Quando si appartiene all'Opus Dei, ci sono persone che pensano che siate migliori di quanto non siate in realtà. Molti vi dicono: "Pregate per me (o per mio figlio, o per mio marito...), siete più vicini a Dio". Ma voi sapete cosa c'è, e con una certa frequenza qualcuno ve lo ricorderà.
Per lei, cosa incarna la figura del Padre nell'Opus Dei?
-Il Padre è colui che serve tutti. Colui che spiana la strada. Colui che non ha un minuto da dedicare ai suoi hobby. Colui che non ha il diritto di mettere al primo posto i suoi gusti o le sue idee. Non ho mai comandato nulla nell'Opus Dei, ma so che comandare nell'Opera è una fatica perché ti obbliga ad ascoltare anche le persone più stupide come se quello che dicono fosse interessante; a metterti sempre al posto degli altri...
Io stesso ho dato "distintivi" ai responsabili che oggi trovo inconcepibili. Il Padre fa tutto questo 24 ore al giorno. E voi pregate perché sia molto fedele a Dio e molto leale alla Chiesa. Finora siamo stati molto fortunati con i quattro padri che Dio ci ha dato: persone molto intelligenti, molto sante, molto umili.
Come collaborate con la parrocchia e il vescovo locale?

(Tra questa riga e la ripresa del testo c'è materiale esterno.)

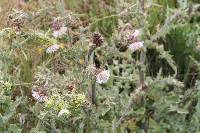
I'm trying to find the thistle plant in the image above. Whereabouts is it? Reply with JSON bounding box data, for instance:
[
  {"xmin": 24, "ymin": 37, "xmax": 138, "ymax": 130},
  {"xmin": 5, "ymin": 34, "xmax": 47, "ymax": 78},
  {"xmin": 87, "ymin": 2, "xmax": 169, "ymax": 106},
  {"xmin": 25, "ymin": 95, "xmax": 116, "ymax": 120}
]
[{"xmin": 0, "ymin": 0, "xmax": 200, "ymax": 133}]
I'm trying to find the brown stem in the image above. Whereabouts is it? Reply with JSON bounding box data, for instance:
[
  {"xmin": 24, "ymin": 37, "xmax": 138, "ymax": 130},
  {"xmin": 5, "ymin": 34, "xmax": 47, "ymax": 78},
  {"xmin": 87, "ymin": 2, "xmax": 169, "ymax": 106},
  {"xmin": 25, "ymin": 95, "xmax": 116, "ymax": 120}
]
[{"xmin": 88, "ymin": 47, "xmax": 96, "ymax": 104}]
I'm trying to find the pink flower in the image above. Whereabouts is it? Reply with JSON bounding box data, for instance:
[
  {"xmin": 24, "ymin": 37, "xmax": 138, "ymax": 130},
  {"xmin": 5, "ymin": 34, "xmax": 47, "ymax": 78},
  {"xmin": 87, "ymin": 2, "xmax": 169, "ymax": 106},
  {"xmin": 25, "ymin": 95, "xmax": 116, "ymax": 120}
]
[
  {"xmin": 96, "ymin": 70, "xmax": 110, "ymax": 84},
  {"xmin": 53, "ymin": 26, "xmax": 67, "ymax": 38},
  {"xmin": 32, "ymin": 91, "xmax": 48, "ymax": 102},
  {"xmin": 132, "ymin": 30, "xmax": 140, "ymax": 38},
  {"xmin": 46, "ymin": 44, "xmax": 60, "ymax": 54},
  {"xmin": 128, "ymin": 41, "xmax": 144, "ymax": 52}
]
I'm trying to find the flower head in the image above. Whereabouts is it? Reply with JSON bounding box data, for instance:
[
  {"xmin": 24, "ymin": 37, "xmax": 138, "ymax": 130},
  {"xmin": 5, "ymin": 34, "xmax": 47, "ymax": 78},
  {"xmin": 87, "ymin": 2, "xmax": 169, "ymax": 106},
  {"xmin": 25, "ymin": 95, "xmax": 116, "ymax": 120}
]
[
  {"xmin": 96, "ymin": 70, "xmax": 110, "ymax": 84},
  {"xmin": 53, "ymin": 26, "xmax": 67, "ymax": 38},
  {"xmin": 128, "ymin": 41, "xmax": 144, "ymax": 52},
  {"xmin": 46, "ymin": 44, "xmax": 60, "ymax": 54},
  {"xmin": 52, "ymin": 19, "xmax": 67, "ymax": 38},
  {"xmin": 92, "ymin": 33, "xmax": 103, "ymax": 47},
  {"xmin": 132, "ymin": 30, "xmax": 140, "ymax": 38},
  {"xmin": 58, "ymin": 109, "xmax": 70, "ymax": 117},
  {"xmin": 32, "ymin": 91, "xmax": 48, "ymax": 102}
]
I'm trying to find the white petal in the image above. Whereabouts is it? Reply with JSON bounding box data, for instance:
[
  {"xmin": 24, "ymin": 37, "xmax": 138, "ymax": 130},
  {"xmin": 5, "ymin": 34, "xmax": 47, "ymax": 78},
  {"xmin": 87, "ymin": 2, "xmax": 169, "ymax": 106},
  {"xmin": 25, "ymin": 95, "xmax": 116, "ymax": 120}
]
[
  {"xmin": 58, "ymin": 109, "xmax": 70, "ymax": 117},
  {"xmin": 96, "ymin": 70, "xmax": 110, "ymax": 84}
]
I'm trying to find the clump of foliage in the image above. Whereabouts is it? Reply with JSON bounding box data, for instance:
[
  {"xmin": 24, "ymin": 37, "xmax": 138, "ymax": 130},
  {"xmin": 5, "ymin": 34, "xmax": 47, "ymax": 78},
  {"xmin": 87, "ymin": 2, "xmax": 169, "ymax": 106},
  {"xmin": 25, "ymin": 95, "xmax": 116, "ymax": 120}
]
[{"xmin": 0, "ymin": 0, "xmax": 200, "ymax": 133}]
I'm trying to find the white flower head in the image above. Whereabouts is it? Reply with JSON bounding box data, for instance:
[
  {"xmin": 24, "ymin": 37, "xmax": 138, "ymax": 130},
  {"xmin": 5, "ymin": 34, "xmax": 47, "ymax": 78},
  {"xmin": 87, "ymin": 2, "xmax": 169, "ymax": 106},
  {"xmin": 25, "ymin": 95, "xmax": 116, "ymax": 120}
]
[
  {"xmin": 32, "ymin": 91, "xmax": 48, "ymax": 102},
  {"xmin": 58, "ymin": 109, "xmax": 70, "ymax": 117},
  {"xmin": 132, "ymin": 30, "xmax": 140, "ymax": 38},
  {"xmin": 53, "ymin": 26, "xmax": 67, "ymax": 38},
  {"xmin": 128, "ymin": 41, "xmax": 144, "ymax": 52},
  {"xmin": 96, "ymin": 70, "xmax": 110, "ymax": 84},
  {"xmin": 46, "ymin": 44, "xmax": 60, "ymax": 54}
]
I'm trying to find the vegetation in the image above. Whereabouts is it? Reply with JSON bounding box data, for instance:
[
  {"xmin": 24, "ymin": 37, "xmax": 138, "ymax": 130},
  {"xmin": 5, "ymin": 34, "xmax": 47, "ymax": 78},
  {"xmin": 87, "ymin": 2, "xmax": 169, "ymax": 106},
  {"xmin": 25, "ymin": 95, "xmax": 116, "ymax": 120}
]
[{"xmin": 0, "ymin": 0, "xmax": 200, "ymax": 133}]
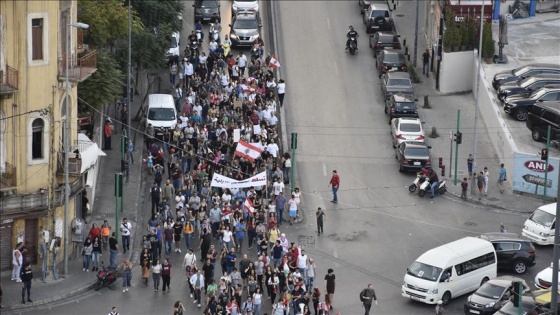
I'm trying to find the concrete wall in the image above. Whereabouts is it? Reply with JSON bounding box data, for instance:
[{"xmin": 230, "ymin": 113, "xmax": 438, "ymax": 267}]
[
  {"xmin": 439, "ymin": 51, "xmax": 474, "ymax": 93},
  {"xmin": 470, "ymin": 52, "xmax": 519, "ymax": 185}
]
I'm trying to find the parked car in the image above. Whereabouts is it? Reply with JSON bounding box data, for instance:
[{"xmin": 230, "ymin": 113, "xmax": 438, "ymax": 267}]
[
  {"xmin": 385, "ymin": 94, "xmax": 419, "ymax": 124},
  {"xmin": 375, "ymin": 49, "xmax": 408, "ymax": 78},
  {"xmin": 395, "ymin": 142, "xmax": 432, "ymax": 172},
  {"xmin": 193, "ymin": 0, "xmax": 221, "ymax": 22},
  {"xmin": 480, "ymin": 233, "xmax": 537, "ymax": 275},
  {"xmin": 231, "ymin": 0, "xmax": 259, "ymax": 16},
  {"xmin": 496, "ymin": 296, "xmax": 549, "ymax": 315},
  {"xmin": 229, "ymin": 12, "xmax": 261, "ymax": 47},
  {"xmin": 463, "ymin": 276, "xmax": 530, "ymax": 315},
  {"xmin": 369, "ymin": 32, "xmax": 401, "ymax": 58},
  {"xmin": 492, "ymin": 63, "xmax": 560, "ymax": 90},
  {"xmin": 525, "ymin": 101, "xmax": 560, "ymax": 141},
  {"xmin": 362, "ymin": 3, "xmax": 395, "ymax": 34},
  {"xmin": 535, "ymin": 263, "xmax": 560, "ymax": 289},
  {"xmin": 498, "ymin": 74, "xmax": 560, "ymax": 102},
  {"xmin": 504, "ymin": 88, "xmax": 560, "ymax": 120},
  {"xmin": 391, "ymin": 117, "xmax": 426, "ymax": 147},
  {"xmin": 381, "ymin": 72, "xmax": 414, "ymax": 100}
]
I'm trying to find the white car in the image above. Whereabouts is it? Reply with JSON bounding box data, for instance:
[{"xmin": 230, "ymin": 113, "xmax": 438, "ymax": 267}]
[
  {"xmin": 535, "ymin": 263, "xmax": 560, "ymax": 289},
  {"xmin": 231, "ymin": 0, "xmax": 259, "ymax": 14},
  {"xmin": 391, "ymin": 117, "xmax": 426, "ymax": 147},
  {"xmin": 167, "ymin": 32, "xmax": 181, "ymax": 58}
]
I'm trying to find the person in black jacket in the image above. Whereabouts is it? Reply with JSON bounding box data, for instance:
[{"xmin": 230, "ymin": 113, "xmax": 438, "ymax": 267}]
[{"xmin": 20, "ymin": 263, "xmax": 33, "ymax": 304}]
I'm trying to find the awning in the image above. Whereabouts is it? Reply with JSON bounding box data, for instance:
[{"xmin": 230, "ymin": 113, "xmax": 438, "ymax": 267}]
[{"xmin": 78, "ymin": 133, "xmax": 106, "ymax": 174}]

-Vado molto d'accordo con il mio arcivescovo, Jesús Sanz Montes, anche se in alcune interviste gli ho posto domande piuttosto scomode. Ha sempre rispettato rigorosamente il mio lavoro e non sono a conoscenza di minacce di scomunica (ride).
Don Jesús apprezza l'Opus Dei, e lo ha detto pubblicamente in molte occasioni. Con i miei parroci, la cosa più plastica che posso dire è che vengono spesso a mangiare a casa mia, anche la vigilia di Natale, e che condividiamo illusioni e preoccupazioni.
Mi piace molto conoscere le persone della mia parrocchia e, a dire il vero, non ho difficoltà a capire nessuno. Penso che questa apertura mentale sia il frutto della formazione ricevuta nell'Opera.